# tires



## tng6664 (Apr 20, 2010)

usually the fronts are a little thinner, stock for a 09 foreman =fr.25x8x12,.,rear=25x10x12,, i want to go to 28x10x12 on rear,28x9or8x12 front,cant find them.. how much of a change if any will i get as far as control,stability,with 28x10x12 on all 4???? mainly little trail riding,mudding,,going up in size for a little more ground clearance,,don't want to lift,,then axles etc.not major competition muddin,,just for fun


----------



## bigblackrancher (Jan 18, 2010)

I have 10 wide all the way around, maybe a little less turning radius, but probably better handleing and stability


----------



## Polaris425 (Dec 16, 2004)

Depending on the tire, you'd be surprised at how well a 10" tire up front handles.


----------



## Rack High (Feb 23, 2010)

My turning radius went to hell...but she rides pretty good in a straight line.


----------



## Polaris425 (Dec 16, 2004)

Rack High said:


> My turning radius went to hell...but she rides pretty good in a straight line.


you're also rollin on Wide offset rims too.... The width of a tire alone should have nothing to do with turning radius. "Ease" of turning, now it might affect that a little depending on the height and type of tire... but not the radius.


----------



## tacoma_2002 (Jul 16, 2009)

I'd suggest a 12 rear with aftermarket rims. If you have factory rims I'd go with 10's all the way around.

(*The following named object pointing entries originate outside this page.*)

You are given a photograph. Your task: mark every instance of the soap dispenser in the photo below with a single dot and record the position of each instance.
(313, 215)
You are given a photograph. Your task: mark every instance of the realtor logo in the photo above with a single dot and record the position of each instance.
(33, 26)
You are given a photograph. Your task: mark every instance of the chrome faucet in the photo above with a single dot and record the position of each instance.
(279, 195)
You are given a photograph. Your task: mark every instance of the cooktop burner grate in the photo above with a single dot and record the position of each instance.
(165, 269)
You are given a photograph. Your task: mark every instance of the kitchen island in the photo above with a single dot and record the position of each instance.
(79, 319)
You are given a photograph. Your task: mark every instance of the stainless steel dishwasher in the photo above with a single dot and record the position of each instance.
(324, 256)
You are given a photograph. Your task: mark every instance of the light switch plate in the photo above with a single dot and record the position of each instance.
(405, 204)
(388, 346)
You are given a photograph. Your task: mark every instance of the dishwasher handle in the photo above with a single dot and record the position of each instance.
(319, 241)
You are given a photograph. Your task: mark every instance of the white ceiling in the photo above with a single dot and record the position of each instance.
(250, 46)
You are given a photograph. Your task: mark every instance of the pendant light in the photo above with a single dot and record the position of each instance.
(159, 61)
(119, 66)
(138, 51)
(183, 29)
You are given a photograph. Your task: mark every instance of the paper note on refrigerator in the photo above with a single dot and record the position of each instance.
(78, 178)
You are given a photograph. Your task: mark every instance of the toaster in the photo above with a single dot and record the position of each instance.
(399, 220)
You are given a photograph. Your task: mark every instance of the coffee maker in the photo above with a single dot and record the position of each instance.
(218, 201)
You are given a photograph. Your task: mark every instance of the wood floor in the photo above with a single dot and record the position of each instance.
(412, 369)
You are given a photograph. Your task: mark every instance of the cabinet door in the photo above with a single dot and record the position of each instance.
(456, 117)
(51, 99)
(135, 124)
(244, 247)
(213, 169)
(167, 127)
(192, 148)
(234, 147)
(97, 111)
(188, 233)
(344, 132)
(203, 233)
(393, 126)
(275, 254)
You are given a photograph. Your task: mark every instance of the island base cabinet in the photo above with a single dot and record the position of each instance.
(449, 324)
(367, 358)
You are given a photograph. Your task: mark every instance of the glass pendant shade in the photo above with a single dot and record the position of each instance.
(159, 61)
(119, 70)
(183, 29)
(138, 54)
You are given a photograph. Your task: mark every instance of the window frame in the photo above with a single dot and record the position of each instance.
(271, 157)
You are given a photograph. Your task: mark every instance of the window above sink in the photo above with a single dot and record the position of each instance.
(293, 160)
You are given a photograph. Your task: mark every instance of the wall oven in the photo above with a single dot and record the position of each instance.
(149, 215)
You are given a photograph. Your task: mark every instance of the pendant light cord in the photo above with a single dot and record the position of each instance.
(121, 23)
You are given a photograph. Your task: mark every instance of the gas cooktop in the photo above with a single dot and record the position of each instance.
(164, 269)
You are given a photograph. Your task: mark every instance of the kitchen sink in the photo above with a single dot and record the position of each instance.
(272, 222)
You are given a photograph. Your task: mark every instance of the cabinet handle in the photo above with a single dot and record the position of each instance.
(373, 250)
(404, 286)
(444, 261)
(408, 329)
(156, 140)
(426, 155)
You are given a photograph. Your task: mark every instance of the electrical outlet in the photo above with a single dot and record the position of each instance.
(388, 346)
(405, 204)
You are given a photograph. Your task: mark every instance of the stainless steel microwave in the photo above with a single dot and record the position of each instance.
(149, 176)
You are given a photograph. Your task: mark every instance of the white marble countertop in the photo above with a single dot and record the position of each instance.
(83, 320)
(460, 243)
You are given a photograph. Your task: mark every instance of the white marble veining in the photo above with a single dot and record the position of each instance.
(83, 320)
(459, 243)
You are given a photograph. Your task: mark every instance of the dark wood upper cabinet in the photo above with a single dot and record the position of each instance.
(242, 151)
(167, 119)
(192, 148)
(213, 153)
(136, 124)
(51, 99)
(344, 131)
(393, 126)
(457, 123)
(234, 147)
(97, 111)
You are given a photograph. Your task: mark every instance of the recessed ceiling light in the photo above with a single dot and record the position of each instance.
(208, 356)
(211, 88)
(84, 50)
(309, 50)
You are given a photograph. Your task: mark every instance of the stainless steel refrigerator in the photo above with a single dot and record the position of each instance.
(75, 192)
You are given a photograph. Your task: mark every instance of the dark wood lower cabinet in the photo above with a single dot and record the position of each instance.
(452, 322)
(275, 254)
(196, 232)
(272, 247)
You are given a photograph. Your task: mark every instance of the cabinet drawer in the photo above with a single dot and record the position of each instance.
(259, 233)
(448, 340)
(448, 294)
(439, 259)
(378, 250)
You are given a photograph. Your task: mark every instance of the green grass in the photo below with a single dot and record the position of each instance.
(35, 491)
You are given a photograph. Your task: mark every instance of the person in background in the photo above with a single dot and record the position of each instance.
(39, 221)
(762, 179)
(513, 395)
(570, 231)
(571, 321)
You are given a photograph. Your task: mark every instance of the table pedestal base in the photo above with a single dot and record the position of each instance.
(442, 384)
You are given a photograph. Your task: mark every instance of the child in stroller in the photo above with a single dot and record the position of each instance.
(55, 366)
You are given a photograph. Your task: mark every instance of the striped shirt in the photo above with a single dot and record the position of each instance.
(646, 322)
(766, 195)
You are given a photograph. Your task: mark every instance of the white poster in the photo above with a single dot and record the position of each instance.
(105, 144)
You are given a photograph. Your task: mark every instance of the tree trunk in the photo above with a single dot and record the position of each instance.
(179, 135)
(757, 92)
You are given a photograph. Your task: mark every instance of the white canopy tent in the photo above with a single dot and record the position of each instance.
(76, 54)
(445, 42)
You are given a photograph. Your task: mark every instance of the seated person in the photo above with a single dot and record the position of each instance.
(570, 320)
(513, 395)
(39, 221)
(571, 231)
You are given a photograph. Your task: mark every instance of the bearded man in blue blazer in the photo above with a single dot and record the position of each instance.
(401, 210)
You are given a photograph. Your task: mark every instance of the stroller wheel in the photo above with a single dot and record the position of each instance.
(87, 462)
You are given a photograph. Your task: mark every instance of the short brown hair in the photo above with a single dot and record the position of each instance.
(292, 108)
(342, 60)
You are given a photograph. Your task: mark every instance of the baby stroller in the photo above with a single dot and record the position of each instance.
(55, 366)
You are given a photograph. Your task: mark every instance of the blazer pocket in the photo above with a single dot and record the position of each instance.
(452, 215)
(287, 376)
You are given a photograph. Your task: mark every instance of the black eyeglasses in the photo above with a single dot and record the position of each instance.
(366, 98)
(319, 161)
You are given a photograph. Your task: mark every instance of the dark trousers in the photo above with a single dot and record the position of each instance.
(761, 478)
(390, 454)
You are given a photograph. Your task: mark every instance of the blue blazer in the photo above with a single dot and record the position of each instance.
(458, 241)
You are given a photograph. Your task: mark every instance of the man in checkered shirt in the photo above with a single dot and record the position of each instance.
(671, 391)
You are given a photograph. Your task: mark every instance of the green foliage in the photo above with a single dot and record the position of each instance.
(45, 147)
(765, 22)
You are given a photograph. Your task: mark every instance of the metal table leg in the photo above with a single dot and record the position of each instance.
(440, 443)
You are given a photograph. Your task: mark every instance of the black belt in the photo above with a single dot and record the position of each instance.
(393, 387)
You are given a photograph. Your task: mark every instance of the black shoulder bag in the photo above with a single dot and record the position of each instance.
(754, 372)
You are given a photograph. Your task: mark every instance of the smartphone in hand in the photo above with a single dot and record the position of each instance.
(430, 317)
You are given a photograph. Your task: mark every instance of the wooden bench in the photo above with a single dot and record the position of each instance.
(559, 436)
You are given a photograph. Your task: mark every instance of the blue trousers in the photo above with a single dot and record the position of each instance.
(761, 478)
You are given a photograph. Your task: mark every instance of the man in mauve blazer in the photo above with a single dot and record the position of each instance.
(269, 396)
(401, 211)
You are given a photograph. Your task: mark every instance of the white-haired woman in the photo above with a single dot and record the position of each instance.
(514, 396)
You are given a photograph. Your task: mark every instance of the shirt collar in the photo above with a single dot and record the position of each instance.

The 28's are going to challenge the stock Foreman (true 28's) unless you go with something like a zilla that is lightweight, so I'd suggest running a 27" tall tire so you can sling um a little better. 

IMO how well you can turn your tires, is all the "fun" of the bike...if you have a large tire on a underpowered bike then you've just got a "mail getter"...then again if you can blast the tires loose while trail riding once in a while....you've still got a little fun left in the bike


----------



## tng6664 (Apr 20, 2010)

alright,,check this out,mudlites are true to size,,if it says 26 it measures 26" from ground to top..i'm not sure exactly what,,whether it be just springs or whole clutch kit,,not too sure but i can counter the taller size,,,ok,,explain to me how with a straight axle you get more "ground clearance"other than taller tires,,lift kit,,long travel springs are on top of axle,,from ground to axle if it's a 26" tire the center of hub is 13" if it's 27 center is 13.5 assuming tire is true to size,,oh yea,this is a question..lol


----------